The Bookette: Many of my fellow bloggers are aspiring writers. What three pieces of advice can you share with them to help them achieve their dream?

Mary: I suppose to just go for it, write one whole book, and then continue to edit until you are happy with it. From what I can gather from fellow writers, many people don’t realise that you have to edit your own book many times before it is perfect.

Mary, thank you so much for participating in this interview. We wish you every success with the release of The Dresskeeper and I can't wait for your next novel. It sounds fascinating.
 
Wonderful followers, any advice on how I can improve my interview questions? Please leave me a comment with any points for improvement. 
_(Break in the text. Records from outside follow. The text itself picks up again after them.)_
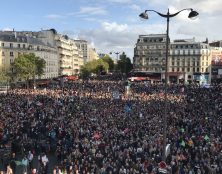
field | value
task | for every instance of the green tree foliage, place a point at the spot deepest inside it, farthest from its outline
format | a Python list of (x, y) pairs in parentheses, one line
[(124, 64), (96, 67), (108, 60), (4, 77), (28, 65)]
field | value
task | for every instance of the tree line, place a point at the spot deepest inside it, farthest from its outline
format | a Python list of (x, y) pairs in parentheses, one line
[(27, 66)]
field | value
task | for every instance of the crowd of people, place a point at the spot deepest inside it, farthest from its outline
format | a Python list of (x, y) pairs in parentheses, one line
[(105, 127)]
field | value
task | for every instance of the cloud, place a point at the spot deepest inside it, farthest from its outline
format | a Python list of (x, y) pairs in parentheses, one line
[(92, 11), (117, 37), (135, 7), (120, 1), (114, 27), (54, 16), (7, 29)]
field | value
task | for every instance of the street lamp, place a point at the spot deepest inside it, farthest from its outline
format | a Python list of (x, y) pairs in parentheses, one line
[(117, 53), (144, 15)]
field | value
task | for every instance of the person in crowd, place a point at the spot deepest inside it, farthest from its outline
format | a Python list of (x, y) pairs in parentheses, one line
[(96, 126)]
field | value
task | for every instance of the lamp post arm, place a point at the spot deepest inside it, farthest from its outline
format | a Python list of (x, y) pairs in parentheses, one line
[(168, 15)]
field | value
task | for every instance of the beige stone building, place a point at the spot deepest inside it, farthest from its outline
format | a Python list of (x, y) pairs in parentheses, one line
[(70, 57), (92, 55), (14, 43), (188, 60)]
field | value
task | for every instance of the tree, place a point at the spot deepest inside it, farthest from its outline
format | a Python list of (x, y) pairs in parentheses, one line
[(110, 62), (4, 78), (124, 64), (26, 66)]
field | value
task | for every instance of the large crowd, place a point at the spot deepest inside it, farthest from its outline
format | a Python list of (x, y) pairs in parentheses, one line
[(103, 127)]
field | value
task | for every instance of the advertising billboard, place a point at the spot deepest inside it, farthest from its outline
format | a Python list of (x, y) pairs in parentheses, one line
[(216, 58)]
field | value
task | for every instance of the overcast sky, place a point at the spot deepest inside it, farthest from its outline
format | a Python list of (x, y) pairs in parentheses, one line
[(113, 25)]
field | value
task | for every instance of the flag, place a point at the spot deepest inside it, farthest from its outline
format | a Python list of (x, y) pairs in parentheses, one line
[(38, 103), (18, 163), (96, 136), (182, 143), (206, 138), (167, 150), (127, 108)]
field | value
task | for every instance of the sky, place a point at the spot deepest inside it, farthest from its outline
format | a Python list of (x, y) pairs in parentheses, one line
[(113, 25)]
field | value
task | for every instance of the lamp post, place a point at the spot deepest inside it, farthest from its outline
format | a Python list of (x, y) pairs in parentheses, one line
[(117, 54), (144, 15)]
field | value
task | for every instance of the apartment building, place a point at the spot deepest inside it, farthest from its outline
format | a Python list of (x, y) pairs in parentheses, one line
[(216, 64), (83, 46), (189, 61), (70, 57), (149, 53), (14, 43)]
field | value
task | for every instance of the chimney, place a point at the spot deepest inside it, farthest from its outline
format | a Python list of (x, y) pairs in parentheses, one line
[(15, 33)]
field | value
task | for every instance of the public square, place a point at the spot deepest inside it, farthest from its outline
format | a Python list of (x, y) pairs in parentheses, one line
[(85, 128)]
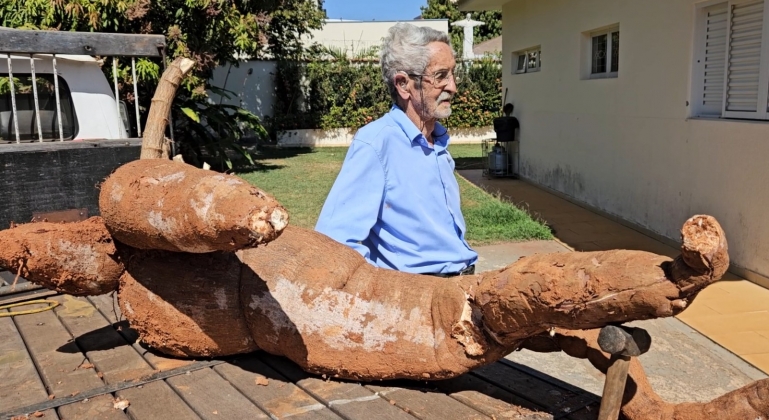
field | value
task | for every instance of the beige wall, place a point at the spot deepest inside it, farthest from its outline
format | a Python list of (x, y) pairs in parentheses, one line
[(356, 36), (627, 145)]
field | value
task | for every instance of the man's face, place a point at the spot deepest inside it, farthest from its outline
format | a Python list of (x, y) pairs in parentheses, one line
[(438, 84)]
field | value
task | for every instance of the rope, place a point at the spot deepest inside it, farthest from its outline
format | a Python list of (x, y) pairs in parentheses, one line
[(51, 304)]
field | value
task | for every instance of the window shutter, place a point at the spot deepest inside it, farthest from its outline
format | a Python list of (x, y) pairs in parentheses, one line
[(745, 94), (714, 59)]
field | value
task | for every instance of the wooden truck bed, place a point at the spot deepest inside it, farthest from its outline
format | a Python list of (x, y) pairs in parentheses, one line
[(74, 361)]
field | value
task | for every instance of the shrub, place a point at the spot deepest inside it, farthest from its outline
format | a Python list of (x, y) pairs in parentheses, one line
[(334, 91)]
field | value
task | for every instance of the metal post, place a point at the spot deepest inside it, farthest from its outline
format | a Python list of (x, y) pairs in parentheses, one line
[(117, 94), (58, 102), (13, 100), (34, 94), (136, 99)]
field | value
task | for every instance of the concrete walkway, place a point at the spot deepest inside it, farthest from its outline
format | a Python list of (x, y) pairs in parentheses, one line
[(683, 364)]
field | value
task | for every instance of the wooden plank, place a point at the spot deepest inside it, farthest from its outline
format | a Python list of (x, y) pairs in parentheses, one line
[(279, 397), (554, 399), (214, 398), (62, 364), (86, 43), (425, 403), (101, 407), (587, 413), (110, 310), (106, 349), (490, 399), (64, 368), (349, 400), (118, 361), (20, 385)]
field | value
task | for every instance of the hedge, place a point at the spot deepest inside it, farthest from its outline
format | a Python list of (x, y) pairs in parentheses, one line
[(349, 93)]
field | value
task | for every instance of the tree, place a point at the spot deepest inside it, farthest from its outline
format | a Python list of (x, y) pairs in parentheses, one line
[(211, 32), (447, 9)]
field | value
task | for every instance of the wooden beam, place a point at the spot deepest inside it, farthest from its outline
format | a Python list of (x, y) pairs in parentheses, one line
[(88, 43)]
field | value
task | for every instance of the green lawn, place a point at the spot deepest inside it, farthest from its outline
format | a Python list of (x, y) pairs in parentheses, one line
[(301, 178)]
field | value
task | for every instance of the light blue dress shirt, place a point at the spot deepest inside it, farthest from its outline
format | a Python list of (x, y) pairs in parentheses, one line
[(396, 200)]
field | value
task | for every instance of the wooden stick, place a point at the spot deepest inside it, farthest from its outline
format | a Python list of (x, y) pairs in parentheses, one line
[(154, 142), (614, 388)]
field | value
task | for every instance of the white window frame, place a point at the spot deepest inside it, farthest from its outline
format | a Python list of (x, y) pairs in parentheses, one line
[(525, 53), (762, 112), (609, 49)]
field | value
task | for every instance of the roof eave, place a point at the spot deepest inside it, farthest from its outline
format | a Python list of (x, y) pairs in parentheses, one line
[(478, 5)]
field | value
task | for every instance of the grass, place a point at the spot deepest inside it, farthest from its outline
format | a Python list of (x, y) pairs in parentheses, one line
[(301, 179)]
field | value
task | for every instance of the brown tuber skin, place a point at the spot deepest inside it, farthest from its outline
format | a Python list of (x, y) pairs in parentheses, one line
[(172, 206), (340, 316), (77, 258), (345, 318)]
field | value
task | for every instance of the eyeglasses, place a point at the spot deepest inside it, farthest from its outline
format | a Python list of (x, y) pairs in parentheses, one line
[(440, 78)]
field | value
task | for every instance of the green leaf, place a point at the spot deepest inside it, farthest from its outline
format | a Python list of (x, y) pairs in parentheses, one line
[(192, 114)]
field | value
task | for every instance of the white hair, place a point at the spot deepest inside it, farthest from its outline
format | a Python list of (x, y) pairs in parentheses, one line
[(406, 49)]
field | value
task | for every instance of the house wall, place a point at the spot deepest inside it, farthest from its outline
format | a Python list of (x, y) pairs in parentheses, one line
[(627, 145)]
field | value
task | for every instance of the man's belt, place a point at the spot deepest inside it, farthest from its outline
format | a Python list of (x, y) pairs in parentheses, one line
[(466, 272)]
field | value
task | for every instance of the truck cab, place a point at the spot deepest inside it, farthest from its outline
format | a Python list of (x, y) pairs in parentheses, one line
[(88, 106)]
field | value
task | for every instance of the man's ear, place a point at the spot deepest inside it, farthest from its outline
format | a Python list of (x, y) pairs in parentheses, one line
[(402, 85)]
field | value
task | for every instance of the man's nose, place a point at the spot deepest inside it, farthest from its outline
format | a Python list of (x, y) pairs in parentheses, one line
[(452, 86)]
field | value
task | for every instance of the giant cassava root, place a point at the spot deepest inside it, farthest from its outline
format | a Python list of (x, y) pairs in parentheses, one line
[(162, 204), (317, 302)]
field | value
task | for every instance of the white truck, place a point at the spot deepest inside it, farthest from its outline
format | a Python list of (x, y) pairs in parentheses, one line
[(87, 104), (62, 129)]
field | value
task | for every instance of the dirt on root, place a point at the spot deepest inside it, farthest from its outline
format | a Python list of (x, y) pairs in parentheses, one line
[(77, 258), (186, 305), (161, 204)]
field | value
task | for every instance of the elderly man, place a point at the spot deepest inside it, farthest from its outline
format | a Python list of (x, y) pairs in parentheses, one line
[(396, 200)]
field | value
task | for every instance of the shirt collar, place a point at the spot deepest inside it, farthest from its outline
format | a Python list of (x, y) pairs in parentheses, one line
[(440, 134)]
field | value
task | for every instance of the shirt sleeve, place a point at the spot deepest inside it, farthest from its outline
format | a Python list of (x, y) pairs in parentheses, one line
[(352, 207)]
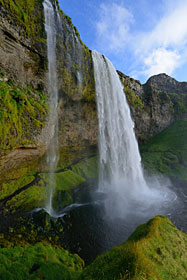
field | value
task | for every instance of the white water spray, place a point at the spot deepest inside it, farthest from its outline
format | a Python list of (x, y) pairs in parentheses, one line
[(119, 154), (52, 154), (121, 175)]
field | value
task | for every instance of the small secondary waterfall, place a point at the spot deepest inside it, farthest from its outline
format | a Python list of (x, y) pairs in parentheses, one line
[(52, 154), (120, 161)]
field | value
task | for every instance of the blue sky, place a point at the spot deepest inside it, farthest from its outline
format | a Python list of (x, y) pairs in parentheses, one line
[(141, 37)]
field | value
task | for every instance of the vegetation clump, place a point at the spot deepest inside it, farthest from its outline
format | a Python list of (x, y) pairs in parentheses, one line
[(167, 151), (156, 250), (22, 111), (39, 262)]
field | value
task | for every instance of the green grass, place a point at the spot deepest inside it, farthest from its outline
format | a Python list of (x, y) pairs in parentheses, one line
[(156, 250), (22, 110), (167, 151), (38, 262)]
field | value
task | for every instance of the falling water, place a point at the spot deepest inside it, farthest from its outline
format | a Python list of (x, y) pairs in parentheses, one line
[(121, 175), (52, 155), (119, 154)]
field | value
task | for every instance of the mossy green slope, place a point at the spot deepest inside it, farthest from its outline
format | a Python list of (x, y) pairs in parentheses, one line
[(38, 262), (167, 151), (22, 114), (66, 179), (155, 251), (28, 15)]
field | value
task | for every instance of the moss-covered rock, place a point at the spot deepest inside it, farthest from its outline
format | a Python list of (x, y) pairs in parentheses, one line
[(156, 250), (22, 115), (167, 152), (39, 262)]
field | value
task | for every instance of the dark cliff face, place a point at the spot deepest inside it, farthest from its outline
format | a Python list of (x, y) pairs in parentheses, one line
[(156, 104), (167, 84), (23, 76)]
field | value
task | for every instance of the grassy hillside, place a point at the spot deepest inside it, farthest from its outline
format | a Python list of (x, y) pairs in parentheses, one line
[(167, 151), (38, 262), (155, 251)]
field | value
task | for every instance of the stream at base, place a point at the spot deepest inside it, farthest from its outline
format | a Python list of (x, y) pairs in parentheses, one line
[(89, 232)]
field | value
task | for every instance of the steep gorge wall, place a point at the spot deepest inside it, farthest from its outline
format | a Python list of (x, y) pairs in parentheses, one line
[(156, 104), (24, 133), (23, 84)]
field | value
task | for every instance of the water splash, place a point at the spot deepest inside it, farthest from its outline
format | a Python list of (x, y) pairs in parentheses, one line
[(52, 154), (119, 154), (120, 174)]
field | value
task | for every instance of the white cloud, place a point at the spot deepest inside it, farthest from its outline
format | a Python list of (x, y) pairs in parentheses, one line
[(162, 49), (113, 26), (170, 31), (161, 61)]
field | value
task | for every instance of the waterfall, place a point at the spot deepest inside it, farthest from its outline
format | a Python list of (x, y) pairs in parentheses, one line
[(120, 161), (52, 154)]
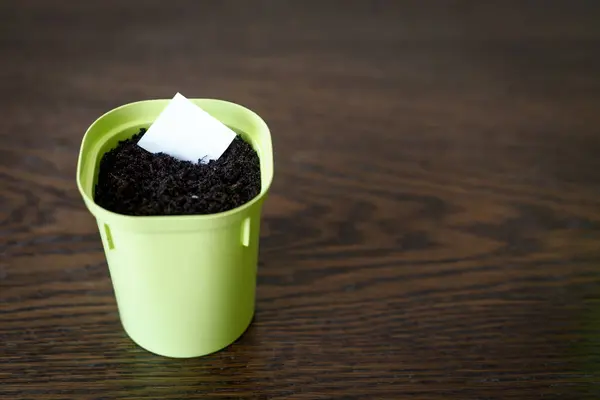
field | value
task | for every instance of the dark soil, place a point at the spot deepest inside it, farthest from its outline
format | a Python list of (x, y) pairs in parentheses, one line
[(133, 181)]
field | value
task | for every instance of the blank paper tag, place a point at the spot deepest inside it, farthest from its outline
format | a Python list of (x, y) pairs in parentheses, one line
[(185, 131)]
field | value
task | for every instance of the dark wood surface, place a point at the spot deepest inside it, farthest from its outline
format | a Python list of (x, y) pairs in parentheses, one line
[(434, 226)]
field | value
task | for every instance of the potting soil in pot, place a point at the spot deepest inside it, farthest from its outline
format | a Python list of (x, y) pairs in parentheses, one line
[(132, 181)]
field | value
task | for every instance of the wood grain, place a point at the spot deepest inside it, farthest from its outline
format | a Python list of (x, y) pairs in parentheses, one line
[(433, 230)]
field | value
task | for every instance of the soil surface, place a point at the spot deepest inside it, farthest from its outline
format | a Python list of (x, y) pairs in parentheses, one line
[(133, 181)]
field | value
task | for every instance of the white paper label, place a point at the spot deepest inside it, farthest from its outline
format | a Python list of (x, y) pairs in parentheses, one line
[(185, 131)]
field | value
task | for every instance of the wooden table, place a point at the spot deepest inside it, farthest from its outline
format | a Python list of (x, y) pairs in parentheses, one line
[(434, 226)]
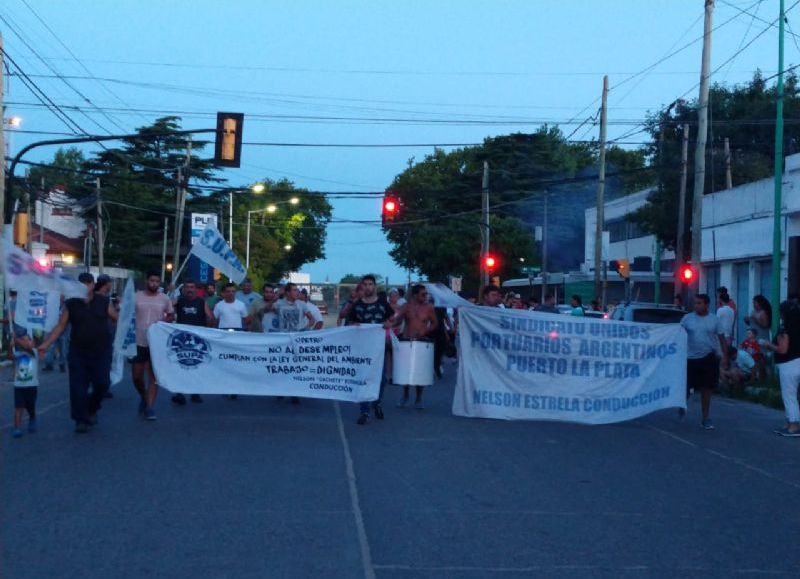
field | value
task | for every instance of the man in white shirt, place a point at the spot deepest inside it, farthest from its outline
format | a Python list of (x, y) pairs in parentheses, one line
[(246, 295), (293, 313), (230, 313)]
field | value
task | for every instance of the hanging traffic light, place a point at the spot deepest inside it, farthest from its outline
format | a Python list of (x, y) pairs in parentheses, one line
[(391, 207), (687, 274)]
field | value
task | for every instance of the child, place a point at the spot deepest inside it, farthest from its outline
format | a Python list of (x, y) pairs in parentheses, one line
[(750, 345), (26, 380), (740, 370)]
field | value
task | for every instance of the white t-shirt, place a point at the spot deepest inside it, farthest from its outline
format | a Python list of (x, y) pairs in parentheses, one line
[(291, 315), (230, 315), (315, 313), (726, 317)]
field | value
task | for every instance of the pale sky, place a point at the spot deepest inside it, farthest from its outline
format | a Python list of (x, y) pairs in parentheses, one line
[(371, 72)]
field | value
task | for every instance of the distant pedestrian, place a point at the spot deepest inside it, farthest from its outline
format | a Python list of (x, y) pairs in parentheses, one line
[(90, 349), (705, 336), (191, 310), (577, 306), (786, 347), (152, 306)]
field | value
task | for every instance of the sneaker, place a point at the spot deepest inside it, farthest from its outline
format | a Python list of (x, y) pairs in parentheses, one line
[(789, 433)]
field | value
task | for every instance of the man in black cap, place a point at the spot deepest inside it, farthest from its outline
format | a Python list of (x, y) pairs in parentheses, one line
[(90, 344)]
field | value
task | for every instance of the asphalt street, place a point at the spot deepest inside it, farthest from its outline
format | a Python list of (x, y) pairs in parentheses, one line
[(258, 487)]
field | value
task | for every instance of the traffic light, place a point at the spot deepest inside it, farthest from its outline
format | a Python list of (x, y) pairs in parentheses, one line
[(687, 274), (228, 145), (391, 207), (622, 267)]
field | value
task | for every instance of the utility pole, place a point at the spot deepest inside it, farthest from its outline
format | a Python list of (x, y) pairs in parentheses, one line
[(702, 134), (485, 224), (101, 236), (679, 251), (2, 142), (40, 211), (728, 176), (164, 249), (777, 207), (601, 186), (544, 250), (182, 172)]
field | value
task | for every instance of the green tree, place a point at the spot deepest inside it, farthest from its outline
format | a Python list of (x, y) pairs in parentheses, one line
[(743, 114), (437, 230)]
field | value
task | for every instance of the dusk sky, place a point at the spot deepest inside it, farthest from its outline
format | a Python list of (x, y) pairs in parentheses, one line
[(372, 72)]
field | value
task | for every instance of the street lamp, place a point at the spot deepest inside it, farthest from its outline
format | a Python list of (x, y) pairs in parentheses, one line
[(271, 208), (257, 188)]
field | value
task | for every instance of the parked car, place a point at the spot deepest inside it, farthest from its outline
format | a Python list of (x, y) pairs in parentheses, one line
[(648, 313)]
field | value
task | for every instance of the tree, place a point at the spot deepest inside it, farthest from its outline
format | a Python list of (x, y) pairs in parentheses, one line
[(745, 115), (437, 231)]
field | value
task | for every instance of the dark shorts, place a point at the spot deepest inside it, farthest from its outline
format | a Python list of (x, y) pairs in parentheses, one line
[(702, 373), (142, 355), (26, 398)]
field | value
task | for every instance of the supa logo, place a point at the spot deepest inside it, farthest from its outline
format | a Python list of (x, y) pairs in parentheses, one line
[(189, 350)]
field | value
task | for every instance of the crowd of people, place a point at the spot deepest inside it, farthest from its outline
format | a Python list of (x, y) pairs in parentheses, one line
[(90, 323), (713, 356)]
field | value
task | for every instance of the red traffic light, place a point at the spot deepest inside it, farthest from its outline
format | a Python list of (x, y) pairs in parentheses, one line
[(687, 274)]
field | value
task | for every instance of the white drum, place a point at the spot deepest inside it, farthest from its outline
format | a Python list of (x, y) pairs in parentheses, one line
[(412, 363)]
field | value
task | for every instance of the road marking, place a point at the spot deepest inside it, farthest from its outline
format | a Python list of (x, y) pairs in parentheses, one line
[(363, 541), (38, 412), (736, 461)]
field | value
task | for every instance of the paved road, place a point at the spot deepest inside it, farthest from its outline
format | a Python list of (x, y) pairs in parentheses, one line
[(260, 488)]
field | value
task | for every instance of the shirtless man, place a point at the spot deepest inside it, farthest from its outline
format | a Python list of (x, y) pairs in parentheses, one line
[(420, 321)]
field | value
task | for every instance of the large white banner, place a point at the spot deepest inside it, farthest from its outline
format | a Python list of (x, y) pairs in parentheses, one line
[(519, 365), (339, 364), (212, 248)]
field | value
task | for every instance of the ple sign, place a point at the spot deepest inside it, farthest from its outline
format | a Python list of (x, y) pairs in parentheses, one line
[(212, 248)]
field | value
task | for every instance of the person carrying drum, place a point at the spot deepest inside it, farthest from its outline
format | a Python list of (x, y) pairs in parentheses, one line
[(420, 322)]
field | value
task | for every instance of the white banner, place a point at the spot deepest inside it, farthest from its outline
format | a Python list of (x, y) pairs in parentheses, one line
[(444, 297), (519, 365), (125, 336), (212, 248), (339, 364), (199, 223)]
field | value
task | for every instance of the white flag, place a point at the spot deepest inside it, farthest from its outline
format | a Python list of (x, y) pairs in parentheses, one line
[(212, 248)]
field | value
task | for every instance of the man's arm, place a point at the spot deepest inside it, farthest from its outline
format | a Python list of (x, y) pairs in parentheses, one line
[(56, 332)]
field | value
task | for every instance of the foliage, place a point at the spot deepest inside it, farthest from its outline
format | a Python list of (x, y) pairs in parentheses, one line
[(437, 232), (743, 114)]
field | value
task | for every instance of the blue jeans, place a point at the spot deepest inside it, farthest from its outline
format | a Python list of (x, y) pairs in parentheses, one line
[(85, 369)]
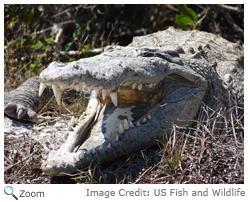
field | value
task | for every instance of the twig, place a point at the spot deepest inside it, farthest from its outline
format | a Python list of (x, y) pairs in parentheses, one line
[(9, 167), (237, 10)]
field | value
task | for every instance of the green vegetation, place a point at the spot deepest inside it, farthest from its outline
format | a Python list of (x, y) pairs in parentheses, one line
[(187, 18)]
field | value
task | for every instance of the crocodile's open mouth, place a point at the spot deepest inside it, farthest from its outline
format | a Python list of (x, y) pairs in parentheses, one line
[(110, 114), (127, 103)]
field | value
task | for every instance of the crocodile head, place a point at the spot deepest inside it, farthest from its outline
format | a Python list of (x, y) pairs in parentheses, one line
[(136, 96)]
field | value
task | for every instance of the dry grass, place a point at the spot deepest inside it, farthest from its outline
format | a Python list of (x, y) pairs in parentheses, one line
[(211, 152)]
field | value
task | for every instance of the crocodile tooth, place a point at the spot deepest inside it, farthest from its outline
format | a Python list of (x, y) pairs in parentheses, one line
[(117, 138), (104, 93), (121, 130), (101, 147), (131, 125), (113, 96), (55, 89), (140, 86), (88, 89), (73, 122), (83, 85), (96, 89), (66, 135), (57, 93), (150, 85), (126, 126), (52, 162), (44, 163), (41, 88), (69, 126), (75, 160), (133, 85), (81, 156), (77, 87), (46, 149)]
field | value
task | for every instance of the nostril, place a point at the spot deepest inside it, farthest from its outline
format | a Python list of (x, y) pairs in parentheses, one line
[(21, 113)]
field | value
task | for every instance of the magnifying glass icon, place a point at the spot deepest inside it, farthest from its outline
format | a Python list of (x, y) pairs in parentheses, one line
[(9, 191)]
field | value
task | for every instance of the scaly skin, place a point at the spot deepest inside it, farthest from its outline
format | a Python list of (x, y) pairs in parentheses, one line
[(157, 81)]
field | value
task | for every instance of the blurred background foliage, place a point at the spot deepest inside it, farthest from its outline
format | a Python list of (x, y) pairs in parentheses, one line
[(35, 35)]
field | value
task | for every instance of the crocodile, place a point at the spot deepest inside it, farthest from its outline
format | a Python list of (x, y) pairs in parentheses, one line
[(136, 94)]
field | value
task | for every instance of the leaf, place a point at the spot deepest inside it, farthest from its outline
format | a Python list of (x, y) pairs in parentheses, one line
[(192, 14)]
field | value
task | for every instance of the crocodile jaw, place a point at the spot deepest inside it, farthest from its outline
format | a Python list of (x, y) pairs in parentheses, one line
[(114, 122)]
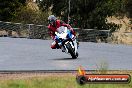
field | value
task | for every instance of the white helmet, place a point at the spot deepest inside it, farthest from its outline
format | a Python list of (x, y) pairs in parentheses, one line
[(52, 19)]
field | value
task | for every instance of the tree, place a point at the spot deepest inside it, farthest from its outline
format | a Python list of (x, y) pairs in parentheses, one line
[(88, 13), (9, 7)]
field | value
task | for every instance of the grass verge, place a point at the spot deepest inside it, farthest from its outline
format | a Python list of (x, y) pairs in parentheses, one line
[(52, 81)]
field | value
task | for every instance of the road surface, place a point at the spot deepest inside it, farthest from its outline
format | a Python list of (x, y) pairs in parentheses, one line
[(35, 54)]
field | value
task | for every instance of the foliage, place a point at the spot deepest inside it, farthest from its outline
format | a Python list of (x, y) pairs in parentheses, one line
[(28, 15), (9, 7), (129, 7), (87, 13)]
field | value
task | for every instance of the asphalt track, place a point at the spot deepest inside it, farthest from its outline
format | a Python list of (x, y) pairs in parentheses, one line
[(35, 54)]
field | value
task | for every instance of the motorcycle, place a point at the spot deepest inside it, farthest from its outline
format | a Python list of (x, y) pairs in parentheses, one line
[(66, 41)]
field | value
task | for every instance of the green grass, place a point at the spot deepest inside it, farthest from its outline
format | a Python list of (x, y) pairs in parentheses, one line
[(54, 82)]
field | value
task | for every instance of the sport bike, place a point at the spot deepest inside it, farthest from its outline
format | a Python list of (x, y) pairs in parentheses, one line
[(67, 41)]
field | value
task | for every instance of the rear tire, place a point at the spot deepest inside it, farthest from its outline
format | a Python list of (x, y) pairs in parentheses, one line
[(71, 51)]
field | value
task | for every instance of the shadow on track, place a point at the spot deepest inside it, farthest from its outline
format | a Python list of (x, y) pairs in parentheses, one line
[(64, 59)]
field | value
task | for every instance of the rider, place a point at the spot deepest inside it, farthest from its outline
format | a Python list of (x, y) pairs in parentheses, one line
[(54, 23)]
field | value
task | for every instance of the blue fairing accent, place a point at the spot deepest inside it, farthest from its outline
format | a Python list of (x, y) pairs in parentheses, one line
[(69, 35)]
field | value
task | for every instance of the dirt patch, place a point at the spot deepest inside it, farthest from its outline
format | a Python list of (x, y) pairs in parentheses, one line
[(124, 34)]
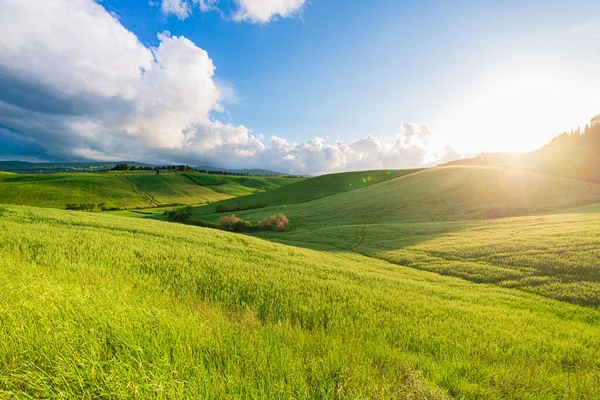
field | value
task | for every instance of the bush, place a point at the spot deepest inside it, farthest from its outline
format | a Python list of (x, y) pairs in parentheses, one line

And for those of you who just cannot wait until November 27th, here are the first three chapters of The Dresskeeper for you to enjoy. Thanks to Prospera Publishing for sharing them with me and a big thanks also to Sammee at I want to read that because I stole the embed code from her amazing blog.

Dress Keeper by Mary Naylus Chapters

7 comments:

I Want To Read That said...

Great interview! I love the idea of doing interviews but it also scares me as I have no idea what questions to ask!!

The Book Bug said...

nice interview :) Cant wiat to read that!

I Heart Book Gossip said...

Sounds like a great read, can't wait to try it out.

Chicklish said...

That was a really interesting interview - excellent questions and fascinating answers. Thank you!

Lauren said...

This is a really good interview! It's great getting to hear a little about a new Brit author for the first time.

Also, I don't think there's anything wrong with your questions. I really liked that you asked about writing tips.

prophecygirl said...

Great first interview matey! :)

Juju at Tales of Whimsy.com said...

Great interview doll! I can't wait to read this.